Following Jacques-Alain Miller’s “Objects a in the Analytic Experience,” we note that the object a can be conceived of in many different registers. There are the partial drive objects noted above, the natural objects, those most closely tied to the body. But then, as well, we can identify cultural equivalents to those objects– also oral, anal, phallic, scopic, and invocatory. These objects are not the natural, bodily, objects as such, but are cultural products, often linked to the body–from all the varied forms of oral objects implicated in anorexia and bulimia and obesity but also the so-called addictions, to the anal objects associated with acquisition and accumulation of luxury items, to the manipulation of the phallic object of the pharmaceutical industry and pornography industry, to the great production of images and sounds in music and movies that have taken over as culture itself today. These cultural objects are so closely articulated with psychic suffering today.

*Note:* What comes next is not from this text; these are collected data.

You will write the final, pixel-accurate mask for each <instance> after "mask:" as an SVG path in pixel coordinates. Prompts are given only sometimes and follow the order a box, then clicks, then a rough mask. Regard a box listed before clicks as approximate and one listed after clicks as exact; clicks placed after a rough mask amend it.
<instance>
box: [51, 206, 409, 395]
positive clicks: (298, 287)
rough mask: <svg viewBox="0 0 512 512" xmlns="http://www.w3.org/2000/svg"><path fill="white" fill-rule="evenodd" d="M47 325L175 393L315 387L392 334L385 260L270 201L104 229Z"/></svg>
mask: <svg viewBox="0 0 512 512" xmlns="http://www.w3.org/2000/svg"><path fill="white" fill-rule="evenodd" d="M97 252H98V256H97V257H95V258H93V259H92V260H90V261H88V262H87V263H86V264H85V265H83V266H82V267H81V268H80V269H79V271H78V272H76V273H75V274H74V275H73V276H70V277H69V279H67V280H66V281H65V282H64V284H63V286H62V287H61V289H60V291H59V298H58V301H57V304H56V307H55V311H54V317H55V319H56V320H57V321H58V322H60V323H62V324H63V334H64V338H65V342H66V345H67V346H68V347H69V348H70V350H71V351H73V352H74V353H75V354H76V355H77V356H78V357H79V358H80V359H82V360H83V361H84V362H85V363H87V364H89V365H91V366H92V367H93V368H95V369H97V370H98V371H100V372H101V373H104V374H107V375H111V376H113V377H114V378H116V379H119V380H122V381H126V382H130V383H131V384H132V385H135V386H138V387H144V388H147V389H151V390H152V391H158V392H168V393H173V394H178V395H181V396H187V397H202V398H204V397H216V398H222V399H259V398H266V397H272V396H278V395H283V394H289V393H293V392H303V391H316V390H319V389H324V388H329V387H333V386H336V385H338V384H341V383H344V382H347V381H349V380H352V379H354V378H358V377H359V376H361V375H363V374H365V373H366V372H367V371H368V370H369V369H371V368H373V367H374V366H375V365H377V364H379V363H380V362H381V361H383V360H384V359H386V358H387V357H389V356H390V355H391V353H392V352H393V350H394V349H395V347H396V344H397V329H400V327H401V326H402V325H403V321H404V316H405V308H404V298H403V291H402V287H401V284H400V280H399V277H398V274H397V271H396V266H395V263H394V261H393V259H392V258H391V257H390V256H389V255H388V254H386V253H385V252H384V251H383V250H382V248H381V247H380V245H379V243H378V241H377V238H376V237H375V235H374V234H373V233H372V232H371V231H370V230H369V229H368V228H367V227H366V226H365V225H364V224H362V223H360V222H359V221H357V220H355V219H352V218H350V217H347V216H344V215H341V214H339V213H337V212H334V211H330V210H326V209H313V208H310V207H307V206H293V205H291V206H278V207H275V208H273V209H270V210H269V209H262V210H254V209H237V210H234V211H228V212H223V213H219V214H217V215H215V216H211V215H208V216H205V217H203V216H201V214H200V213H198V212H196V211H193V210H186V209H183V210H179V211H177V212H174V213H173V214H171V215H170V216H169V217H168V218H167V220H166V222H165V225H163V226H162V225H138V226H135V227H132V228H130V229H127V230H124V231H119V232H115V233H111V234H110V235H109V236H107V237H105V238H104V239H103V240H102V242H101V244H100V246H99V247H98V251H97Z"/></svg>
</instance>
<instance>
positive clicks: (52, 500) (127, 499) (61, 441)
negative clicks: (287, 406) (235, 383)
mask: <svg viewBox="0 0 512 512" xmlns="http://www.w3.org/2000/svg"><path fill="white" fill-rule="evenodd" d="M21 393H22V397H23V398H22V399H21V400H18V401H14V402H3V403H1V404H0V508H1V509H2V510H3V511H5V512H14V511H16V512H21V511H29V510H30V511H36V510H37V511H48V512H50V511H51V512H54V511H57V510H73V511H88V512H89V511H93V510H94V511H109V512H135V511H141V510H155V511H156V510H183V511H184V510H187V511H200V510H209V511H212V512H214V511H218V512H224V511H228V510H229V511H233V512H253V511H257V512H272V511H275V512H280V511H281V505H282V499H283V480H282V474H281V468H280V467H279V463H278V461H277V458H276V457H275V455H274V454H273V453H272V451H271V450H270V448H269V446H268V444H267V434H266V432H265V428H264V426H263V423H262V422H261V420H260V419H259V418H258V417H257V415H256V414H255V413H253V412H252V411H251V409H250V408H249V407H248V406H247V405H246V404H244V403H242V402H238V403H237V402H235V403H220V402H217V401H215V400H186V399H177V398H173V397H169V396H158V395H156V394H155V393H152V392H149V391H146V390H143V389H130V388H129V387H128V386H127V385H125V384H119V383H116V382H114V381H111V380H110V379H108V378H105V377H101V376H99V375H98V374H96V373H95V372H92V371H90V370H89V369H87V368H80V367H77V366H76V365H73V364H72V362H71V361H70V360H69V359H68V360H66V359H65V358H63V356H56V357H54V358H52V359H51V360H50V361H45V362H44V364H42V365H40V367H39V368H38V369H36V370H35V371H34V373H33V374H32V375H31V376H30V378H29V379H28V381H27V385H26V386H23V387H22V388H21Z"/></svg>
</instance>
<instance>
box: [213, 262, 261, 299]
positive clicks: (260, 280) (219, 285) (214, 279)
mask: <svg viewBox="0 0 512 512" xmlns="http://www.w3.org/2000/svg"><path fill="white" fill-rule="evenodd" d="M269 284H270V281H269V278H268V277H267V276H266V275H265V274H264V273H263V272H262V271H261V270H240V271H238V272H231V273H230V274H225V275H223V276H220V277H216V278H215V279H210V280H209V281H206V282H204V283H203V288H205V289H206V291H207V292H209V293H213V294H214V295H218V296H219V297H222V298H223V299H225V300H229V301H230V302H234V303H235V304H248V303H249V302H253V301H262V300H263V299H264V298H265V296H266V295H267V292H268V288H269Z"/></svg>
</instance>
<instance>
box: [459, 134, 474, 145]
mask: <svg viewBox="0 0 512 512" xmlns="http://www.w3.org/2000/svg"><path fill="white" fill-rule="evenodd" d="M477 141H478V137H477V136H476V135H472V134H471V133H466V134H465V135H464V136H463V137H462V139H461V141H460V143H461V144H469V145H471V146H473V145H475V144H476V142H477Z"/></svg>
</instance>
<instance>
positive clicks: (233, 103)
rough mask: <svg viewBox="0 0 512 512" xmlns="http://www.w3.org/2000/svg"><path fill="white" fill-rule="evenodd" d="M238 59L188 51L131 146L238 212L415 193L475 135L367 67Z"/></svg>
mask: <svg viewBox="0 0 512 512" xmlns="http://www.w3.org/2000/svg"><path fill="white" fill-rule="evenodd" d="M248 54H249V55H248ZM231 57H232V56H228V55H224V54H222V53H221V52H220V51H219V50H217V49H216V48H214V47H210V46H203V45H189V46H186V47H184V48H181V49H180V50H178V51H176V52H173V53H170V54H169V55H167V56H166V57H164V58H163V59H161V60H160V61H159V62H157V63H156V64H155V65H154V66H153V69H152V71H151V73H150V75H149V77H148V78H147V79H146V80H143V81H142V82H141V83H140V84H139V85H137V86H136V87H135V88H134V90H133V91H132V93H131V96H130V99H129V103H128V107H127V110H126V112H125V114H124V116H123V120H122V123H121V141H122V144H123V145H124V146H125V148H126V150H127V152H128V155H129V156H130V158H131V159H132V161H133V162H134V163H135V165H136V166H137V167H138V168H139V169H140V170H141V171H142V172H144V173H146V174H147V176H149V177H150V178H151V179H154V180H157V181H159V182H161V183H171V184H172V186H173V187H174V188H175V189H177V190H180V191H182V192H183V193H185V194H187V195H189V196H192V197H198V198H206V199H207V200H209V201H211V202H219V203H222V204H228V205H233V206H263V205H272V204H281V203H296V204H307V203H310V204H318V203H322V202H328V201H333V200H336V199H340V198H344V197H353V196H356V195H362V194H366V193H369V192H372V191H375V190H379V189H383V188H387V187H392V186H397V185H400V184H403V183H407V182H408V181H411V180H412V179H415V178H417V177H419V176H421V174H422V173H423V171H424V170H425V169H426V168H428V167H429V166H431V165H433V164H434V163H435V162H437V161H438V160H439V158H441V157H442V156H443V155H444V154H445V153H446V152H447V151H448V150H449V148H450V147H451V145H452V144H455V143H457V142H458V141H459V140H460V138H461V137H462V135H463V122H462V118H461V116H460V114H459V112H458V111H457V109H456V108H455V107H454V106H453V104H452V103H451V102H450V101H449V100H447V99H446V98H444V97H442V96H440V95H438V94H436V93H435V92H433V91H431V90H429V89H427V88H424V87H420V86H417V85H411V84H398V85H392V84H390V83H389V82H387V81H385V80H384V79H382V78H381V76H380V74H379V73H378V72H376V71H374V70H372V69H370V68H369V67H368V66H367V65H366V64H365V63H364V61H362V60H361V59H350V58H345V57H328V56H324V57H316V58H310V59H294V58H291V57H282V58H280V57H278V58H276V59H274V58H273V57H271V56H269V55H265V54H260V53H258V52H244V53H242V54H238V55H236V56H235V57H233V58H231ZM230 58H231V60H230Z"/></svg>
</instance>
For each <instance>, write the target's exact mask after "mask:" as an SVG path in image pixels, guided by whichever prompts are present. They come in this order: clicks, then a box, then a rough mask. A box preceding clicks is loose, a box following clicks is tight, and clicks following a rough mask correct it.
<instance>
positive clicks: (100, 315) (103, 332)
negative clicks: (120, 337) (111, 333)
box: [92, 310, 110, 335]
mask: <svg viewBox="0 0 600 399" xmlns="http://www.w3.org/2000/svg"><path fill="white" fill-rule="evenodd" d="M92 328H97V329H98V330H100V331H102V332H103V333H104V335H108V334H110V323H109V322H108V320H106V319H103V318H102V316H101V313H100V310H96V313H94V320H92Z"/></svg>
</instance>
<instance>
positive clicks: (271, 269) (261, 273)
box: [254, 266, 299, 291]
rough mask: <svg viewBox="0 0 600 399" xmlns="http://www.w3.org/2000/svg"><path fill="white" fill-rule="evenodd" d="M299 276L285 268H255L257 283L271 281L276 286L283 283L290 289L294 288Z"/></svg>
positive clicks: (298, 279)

Through the clinical work that we will examine in our third Study Days, we hope to explore how we can use this notion of the object a in clinical work today, paying special attention to how we might perceive this object in cases–where we might identify a variety of approaches: be it a singular object a, perhaps not so hidden, as we may see in the case of the psychotic, to the complex cases in which the object a is very difficult to identify, deeply embedded in complex psychic structure, but linked to different natural partial drive objects and cultural objects, such as can be found in cases of obsessional neurosis. But, in any case, and in each of the cases that we will present, we will explore and discuss the use the analysts make of this most important invention of Lacan’s, the object a.